I am turning 30 next month. I understand why you are scared to begin again. We are programmed as women to think that by 30 we will have met “the one,” etc. etc. etc. You have been with this person long enough that even if your life isn’t as good as you want it t be, you are frightened to think of it without him in it. But you have said it yourself–you are not in love with him. That isn’t something that can be fixed with counseling, time, etc. You will never move past that, so you need to let this relationship go. Are while there are a lot of douchebags and idiots out there (I would say equal numbers of male and female ones), there are still plenty of good guys left too. 

Post # 12
2371 posts
Buzzing bee

funnyduckling:  I would honestly ask yourself, “If I was 19 years old and dating this guy, would I stick around and put up with this?” If the answer is no, then get out of there. This whole idea that at 30 some magic bell goes off and you expire is ridiculous. You have been together and awfully long time (and you aren’t idiot teenagers) to be having these fundamentally huge issues. I think you already know the answer on what to do. My advice: if you feel so defeated by your relationship that you’re asking strangers on an online forum what to do, you probably need to end things. Best of luck, I know this sucks, but plenty of people find love in their 30s, 40s, 50s, and beyond! 

Post # 13
5549 posts
Bee Keeper
  • Wedding: May 2014

funnyduckling:  I think you’ve given yourself the right advice and don’t realize it? If you are unhappy, leave. For sure. I know it doesn’t seem like it, but 30 is still young. I FINALLY found the right guy (after marrying the wrong one – see? you could make that mistake) in my 40s! He’s awesome and I’ve never been happier.

Post # 15
305 posts
Helper bee
  • Wedding: January 2014


I’m so sorry you are going through this – I cannot imagine how much pain you are suffering through.

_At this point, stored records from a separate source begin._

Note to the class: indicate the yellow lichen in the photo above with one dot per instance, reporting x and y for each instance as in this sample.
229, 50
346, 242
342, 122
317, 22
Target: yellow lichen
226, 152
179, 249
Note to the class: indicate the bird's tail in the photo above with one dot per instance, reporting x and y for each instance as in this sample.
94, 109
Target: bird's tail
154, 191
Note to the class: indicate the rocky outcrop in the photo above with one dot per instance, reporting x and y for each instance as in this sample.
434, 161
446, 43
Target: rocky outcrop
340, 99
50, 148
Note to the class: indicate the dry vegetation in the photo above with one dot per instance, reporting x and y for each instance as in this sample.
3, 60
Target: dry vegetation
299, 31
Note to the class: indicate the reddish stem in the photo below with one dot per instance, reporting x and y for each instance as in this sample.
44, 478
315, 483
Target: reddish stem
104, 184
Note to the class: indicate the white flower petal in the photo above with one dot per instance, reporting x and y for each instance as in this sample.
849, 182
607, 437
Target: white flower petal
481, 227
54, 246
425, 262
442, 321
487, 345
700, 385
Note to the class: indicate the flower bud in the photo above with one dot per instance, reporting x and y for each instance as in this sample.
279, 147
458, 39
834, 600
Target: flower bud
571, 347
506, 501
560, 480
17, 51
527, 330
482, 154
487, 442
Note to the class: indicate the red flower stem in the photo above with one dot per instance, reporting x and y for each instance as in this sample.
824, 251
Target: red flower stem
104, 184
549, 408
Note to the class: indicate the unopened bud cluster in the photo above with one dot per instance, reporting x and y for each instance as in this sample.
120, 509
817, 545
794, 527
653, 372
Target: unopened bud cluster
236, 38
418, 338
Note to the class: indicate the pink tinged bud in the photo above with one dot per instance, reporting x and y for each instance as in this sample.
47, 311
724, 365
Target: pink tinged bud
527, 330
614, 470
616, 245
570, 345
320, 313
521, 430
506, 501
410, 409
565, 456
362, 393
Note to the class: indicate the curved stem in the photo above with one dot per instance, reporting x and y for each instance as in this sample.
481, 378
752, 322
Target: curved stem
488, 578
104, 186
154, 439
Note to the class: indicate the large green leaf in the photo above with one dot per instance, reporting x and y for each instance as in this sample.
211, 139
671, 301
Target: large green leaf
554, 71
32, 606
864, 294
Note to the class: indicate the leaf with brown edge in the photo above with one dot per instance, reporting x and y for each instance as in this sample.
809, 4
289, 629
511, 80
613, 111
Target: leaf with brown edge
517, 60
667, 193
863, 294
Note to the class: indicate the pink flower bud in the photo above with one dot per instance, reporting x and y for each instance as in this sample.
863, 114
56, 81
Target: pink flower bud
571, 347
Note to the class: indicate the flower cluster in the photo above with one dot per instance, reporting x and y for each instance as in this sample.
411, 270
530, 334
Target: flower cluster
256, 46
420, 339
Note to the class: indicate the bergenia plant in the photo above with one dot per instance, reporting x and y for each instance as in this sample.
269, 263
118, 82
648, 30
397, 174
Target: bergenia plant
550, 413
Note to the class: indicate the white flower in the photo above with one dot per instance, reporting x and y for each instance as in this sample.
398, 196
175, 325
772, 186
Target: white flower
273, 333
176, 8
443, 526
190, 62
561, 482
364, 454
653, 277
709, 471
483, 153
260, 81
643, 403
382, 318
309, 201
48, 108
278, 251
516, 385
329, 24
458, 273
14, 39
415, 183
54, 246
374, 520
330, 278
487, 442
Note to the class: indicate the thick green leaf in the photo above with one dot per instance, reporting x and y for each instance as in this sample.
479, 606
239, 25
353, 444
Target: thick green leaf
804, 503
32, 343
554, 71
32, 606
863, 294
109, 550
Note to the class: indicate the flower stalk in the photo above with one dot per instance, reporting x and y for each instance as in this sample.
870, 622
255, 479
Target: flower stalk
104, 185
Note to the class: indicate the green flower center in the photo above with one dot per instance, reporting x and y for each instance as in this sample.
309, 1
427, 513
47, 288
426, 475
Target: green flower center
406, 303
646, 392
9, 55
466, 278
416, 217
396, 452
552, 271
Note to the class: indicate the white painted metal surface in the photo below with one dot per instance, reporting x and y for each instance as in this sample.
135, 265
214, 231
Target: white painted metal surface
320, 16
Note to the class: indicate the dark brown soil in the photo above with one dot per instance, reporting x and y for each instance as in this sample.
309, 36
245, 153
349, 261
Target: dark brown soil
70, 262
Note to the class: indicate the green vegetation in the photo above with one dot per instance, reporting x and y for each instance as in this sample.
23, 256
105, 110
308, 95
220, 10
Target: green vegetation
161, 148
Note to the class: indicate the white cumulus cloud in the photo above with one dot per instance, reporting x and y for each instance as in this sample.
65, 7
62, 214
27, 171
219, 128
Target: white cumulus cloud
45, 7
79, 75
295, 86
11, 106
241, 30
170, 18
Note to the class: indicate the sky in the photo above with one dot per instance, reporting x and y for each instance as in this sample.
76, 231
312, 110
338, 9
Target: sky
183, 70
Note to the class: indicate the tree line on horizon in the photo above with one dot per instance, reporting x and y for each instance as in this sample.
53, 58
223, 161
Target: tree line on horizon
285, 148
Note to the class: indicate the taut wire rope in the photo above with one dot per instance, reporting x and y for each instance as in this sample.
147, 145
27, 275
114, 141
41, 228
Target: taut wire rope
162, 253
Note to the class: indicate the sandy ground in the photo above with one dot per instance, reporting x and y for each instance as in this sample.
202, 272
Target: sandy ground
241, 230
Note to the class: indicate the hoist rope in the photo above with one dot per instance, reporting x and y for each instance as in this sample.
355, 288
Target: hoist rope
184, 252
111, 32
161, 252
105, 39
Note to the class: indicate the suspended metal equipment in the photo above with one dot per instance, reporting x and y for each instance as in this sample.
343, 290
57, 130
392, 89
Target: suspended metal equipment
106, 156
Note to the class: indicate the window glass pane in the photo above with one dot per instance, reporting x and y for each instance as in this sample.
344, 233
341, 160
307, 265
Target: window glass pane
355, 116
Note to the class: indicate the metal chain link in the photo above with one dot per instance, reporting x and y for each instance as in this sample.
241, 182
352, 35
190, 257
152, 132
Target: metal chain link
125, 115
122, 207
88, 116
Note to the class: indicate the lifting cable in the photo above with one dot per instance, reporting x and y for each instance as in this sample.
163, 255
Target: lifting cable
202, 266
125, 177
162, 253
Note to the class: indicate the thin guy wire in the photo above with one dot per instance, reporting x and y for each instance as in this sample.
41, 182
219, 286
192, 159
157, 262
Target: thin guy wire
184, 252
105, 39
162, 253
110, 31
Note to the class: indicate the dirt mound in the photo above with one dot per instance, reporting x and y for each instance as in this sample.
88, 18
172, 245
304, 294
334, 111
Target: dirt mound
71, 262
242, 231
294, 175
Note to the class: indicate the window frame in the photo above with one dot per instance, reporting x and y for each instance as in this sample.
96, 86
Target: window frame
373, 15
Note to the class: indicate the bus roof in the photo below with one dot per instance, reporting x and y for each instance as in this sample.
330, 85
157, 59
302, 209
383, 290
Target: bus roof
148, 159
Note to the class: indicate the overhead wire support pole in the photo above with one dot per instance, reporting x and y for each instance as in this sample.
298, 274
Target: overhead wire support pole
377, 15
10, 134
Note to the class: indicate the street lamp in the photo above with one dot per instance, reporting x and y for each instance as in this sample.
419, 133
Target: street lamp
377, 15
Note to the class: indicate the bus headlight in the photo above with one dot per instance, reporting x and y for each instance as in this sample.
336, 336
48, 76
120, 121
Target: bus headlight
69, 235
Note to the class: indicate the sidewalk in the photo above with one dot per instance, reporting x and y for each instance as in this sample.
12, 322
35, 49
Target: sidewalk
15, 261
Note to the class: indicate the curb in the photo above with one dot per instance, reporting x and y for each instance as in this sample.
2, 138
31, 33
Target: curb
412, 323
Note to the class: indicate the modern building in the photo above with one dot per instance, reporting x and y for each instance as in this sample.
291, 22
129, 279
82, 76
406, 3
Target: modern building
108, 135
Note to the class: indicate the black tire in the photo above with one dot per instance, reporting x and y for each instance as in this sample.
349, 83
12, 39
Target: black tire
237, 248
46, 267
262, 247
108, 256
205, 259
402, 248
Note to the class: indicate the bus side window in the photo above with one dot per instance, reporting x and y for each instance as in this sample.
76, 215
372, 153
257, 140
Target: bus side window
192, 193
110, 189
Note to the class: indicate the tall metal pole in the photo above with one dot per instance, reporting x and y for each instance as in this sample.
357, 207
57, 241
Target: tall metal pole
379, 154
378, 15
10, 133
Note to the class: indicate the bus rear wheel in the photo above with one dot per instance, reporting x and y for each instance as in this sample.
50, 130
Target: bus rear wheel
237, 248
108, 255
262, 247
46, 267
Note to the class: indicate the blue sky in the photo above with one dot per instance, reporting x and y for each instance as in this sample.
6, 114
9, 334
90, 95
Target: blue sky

I had somewhat similar “resentment” you are talking about with my now DH when we were dating, because I felt like he wasn’t as excitied to commit/get married/be with me for the rest of our lives. A part of it was because of my low self-esteem – we were going through rough time due to my in-law’s disapproval of our relationship (let alone marriage), and I was feeling extremely self-conscious.  

But the key difference was that my DH listened to me, communicated with me, and most of all, reassured me with even more love.

I think willingness to listen and communicate is an absolute essential part of any relationship, and especially in marriage.  The fact that your FI has stopped communicating with you tells me that he does not want to repair the relationship – and to me, that’s as if you decide to stop watering your flower in the hot summer time…it’s going to dry up and die eventually, whether it is now or years later (after marriage).

Like others said, if all you feel is resentment and no love, and all your FI gives you is a cold-shoulder and no attempts in communication, I think it’s time to walk away and move on.  I don’t think being in 30s is considered “old” these days anyways! Most women are not married till in their mid-30s these days.

I think marriage has to be something mutual, not one sided.  Balance is absolutely important.